I don't want to be rude right out of the gate here folks but this is a strange little film that likely won't offer up what you'd expect to get from a movie like this. As I mentioned in the synopsis, this movie deals with voodoo, a documentary gone wrong and farm workers turning into zombies. You'd think that all of this would lead to a rip-roaring zombie smashfest that leaves you smiling from ear to ear.
Shockingly enough, the Zombie Farm plays itself super seriously and that's not even the whole enchilada. The voodoo people are not a small fixture in the film but a big part of the enemy side of things as they want to TAKE OVER the farm and use it for dastardly voodoo deeds. Yes, that's right, the voodoo people want to run the farm.
So it isn't a rip-roaring fun fest, and on top of that, it's not even gory. There's pacing trouble too- it takes over a third of the movie before you even see any zombies because they spend so much times setting up the stereotypical characters. I know that I usually complain that characters are underdeveloped but that isn't the case here, the problem is that the characters are typical and remain relatively predictable.
Somehow though, with all that said this movie is actually not bad. The performances are fun (priestess Nadia Rowinsky and misunderstood hero Roberto Montesinos) and pretty decent at the same time . The zombies look decent, but again there's barely any gore. I liked the look of the shamblers, but it wasn't anything to write home about.
Although this movie takes itself seriously, there are still a few laughs to be had through characters like the investigator. In fact, there's even a fair amount of social commentary to be found here too (immigration stuff and the like) if you're into that. So I know it might be odd, but give it a bit of a chance.
Video / Audio
Video is presented in 1.78:1 anamorphic widescreen and looks alright, although a bit grainy.
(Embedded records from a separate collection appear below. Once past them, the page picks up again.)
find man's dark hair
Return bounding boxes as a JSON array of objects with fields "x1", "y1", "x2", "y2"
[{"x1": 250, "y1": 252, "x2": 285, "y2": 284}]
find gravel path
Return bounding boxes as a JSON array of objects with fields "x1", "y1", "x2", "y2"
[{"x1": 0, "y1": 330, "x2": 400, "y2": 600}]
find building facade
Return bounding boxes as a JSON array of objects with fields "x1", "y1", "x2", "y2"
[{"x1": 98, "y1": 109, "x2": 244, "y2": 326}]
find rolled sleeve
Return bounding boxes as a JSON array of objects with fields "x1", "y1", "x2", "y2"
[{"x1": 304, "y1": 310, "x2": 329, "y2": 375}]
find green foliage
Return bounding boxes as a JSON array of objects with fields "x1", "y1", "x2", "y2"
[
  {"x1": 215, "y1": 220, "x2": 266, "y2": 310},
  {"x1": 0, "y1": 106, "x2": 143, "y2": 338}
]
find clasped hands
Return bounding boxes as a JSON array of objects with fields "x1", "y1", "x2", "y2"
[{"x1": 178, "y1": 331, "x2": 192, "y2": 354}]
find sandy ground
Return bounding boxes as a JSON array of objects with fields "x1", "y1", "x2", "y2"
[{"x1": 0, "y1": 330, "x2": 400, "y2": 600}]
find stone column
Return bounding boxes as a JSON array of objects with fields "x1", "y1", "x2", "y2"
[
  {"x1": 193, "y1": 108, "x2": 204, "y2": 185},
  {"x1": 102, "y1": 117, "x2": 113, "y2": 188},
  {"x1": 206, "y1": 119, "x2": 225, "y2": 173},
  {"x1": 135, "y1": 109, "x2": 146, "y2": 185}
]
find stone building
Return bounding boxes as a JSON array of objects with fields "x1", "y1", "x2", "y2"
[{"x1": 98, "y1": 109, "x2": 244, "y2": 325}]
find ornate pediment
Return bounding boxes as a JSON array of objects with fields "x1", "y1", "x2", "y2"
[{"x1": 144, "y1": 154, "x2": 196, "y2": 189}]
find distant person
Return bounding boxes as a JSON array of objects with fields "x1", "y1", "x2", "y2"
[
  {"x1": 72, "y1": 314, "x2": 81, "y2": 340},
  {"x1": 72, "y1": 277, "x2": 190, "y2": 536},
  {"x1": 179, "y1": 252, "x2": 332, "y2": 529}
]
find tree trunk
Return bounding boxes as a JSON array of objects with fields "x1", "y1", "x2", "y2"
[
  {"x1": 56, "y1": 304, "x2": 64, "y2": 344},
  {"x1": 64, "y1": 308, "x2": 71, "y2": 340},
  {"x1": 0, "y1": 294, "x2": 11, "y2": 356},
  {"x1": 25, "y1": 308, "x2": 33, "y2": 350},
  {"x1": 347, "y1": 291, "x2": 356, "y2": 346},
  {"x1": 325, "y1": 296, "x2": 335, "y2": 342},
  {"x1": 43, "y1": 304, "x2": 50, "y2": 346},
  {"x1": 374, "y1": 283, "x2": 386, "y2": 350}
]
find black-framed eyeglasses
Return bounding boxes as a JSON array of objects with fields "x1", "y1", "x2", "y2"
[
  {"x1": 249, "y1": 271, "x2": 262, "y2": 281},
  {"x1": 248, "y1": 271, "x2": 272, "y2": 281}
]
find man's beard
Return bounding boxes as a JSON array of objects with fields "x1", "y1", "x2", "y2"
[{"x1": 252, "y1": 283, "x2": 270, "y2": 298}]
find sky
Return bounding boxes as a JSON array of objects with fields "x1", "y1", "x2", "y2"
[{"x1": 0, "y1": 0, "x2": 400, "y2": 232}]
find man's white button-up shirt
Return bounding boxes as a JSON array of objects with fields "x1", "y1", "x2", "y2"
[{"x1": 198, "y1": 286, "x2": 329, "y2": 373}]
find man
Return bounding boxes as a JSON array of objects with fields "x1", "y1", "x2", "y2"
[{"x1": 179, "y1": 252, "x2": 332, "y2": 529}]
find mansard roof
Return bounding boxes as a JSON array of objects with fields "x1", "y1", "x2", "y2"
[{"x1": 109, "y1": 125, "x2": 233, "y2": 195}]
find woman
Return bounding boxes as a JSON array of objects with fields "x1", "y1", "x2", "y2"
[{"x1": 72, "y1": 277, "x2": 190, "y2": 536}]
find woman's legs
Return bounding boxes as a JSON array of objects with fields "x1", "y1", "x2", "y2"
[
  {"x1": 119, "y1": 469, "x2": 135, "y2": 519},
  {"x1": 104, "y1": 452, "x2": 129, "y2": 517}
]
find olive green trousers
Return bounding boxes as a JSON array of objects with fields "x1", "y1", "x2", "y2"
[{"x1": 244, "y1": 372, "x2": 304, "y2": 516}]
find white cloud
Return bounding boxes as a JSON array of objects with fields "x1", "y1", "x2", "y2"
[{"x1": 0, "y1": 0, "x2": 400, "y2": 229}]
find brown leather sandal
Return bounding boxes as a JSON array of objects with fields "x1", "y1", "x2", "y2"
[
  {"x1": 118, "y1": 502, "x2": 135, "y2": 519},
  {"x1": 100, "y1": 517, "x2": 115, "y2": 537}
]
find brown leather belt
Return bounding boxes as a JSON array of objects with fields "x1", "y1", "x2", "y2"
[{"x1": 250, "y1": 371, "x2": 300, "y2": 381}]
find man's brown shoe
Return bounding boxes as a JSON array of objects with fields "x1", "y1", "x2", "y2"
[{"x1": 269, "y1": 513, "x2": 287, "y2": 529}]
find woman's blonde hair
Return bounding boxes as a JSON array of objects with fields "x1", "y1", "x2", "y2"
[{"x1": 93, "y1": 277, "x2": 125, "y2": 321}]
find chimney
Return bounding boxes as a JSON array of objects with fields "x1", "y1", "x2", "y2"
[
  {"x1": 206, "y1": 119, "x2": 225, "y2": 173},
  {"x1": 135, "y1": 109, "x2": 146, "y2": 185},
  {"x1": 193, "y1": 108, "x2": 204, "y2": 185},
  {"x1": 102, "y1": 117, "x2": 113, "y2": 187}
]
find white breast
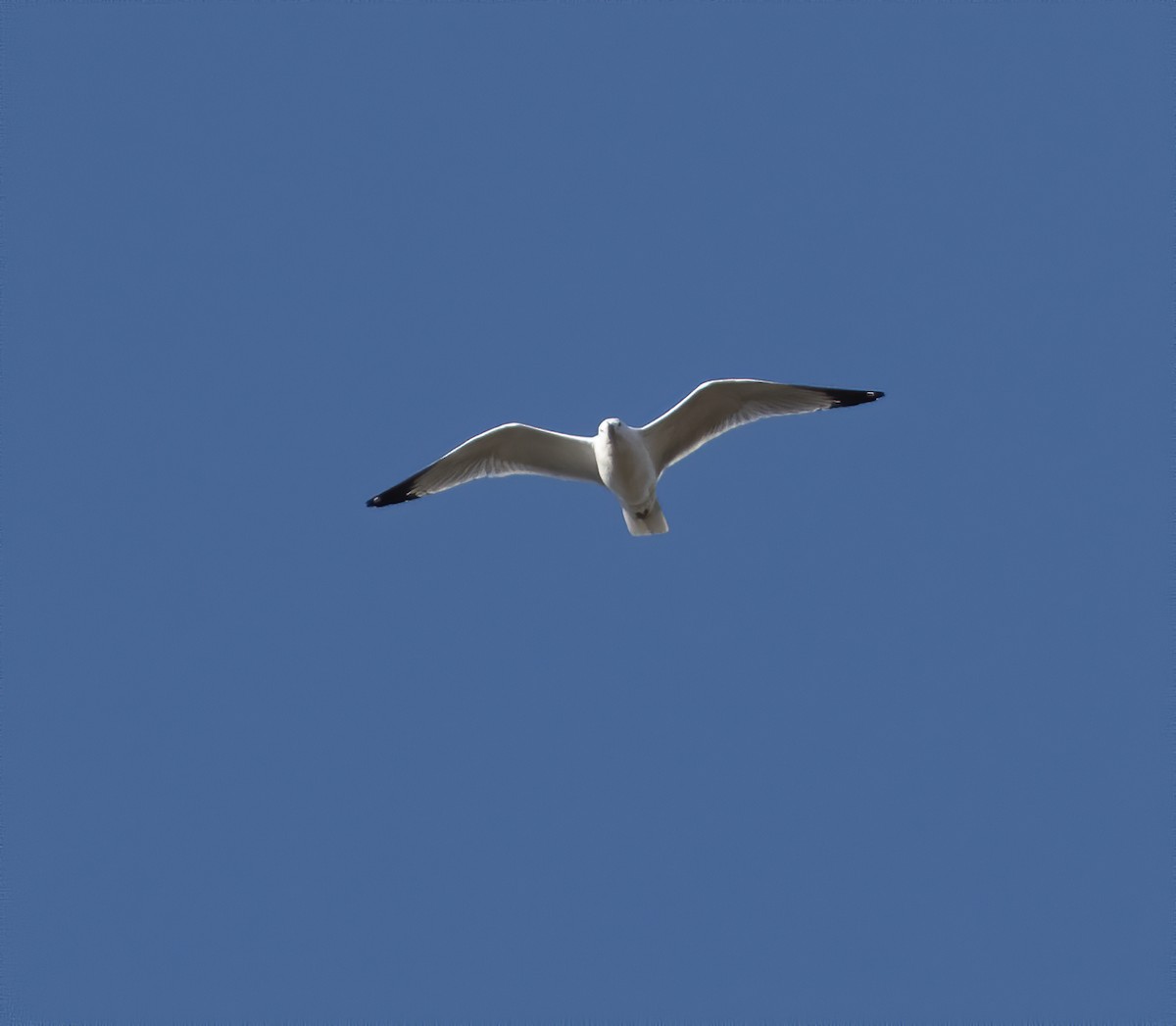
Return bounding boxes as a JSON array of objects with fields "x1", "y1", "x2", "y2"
[{"x1": 593, "y1": 420, "x2": 658, "y2": 509}]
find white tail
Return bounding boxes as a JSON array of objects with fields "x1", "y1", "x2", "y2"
[{"x1": 621, "y1": 501, "x2": 669, "y2": 534}]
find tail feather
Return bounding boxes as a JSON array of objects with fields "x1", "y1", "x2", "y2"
[{"x1": 621, "y1": 501, "x2": 669, "y2": 535}]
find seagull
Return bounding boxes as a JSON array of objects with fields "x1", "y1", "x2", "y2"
[{"x1": 367, "y1": 379, "x2": 886, "y2": 535}]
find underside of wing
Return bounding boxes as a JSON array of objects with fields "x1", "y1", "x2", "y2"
[
  {"x1": 641, "y1": 379, "x2": 883, "y2": 473},
  {"x1": 367, "y1": 423, "x2": 602, "y2": 506}
]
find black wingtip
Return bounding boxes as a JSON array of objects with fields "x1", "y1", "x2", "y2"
[
  {"x1": 821, "y1": 388, "x2": 886, "y2": 409},
  {"x1": 367, "y1": 474, "x2": 421, "y2": 506}
]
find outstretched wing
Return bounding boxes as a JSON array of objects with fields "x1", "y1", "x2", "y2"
[
  {"x1": 641, "y1": 379, "x2": 886, "y2": 474},
  {"x1": 367, "y1": 423, "x2": 604, "y2": 506}
]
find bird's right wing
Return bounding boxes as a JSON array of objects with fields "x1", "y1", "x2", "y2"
[
  {"x1": 641, "y1": 379, "x2": 883, "y2": 474},
  {"x1": 367, "y1": 423, "x2": 604, "y2": 506}
]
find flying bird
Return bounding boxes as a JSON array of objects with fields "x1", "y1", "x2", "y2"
[{"x1": 367, "y1": 379, "x2": 886, "y2": 535}]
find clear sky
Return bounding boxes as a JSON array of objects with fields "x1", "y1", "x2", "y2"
[{"x1": 0, "y1": 2, "x2": 1176, "y2": 1024}]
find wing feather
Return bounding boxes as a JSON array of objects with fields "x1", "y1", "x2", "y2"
[
  {"x1": 641, "y1": 379, "x2": 884, "y2": 474},
  {"x1": 367, "y1": 423, "x2": 602, "y2": 506}
]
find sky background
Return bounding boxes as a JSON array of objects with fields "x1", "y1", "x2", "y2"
[{"x1": 0, "y1": 2, "x2": 1176, "y2": 1024}]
Audio comes in 5.1 surround and is just fine.
The only extra is a relatively brief behind the scenes featurette that comes off like a TV style interview. It has some info worth noting, like the fact that this was originally going to be a spanish language film. It has interviews with the actors, directors and so on but is pretty standard and runs only about 15 minutes.
There are also some trailers for See you in September, a Kiss of Chaos, Across the Line and Sins of my Father.
At the end of the day this little movie was unexpected and relatively watchable. It has pacing issues and no gore, but I made it through from start to finish without sighing or wanting to shut it off, and that's a good sign.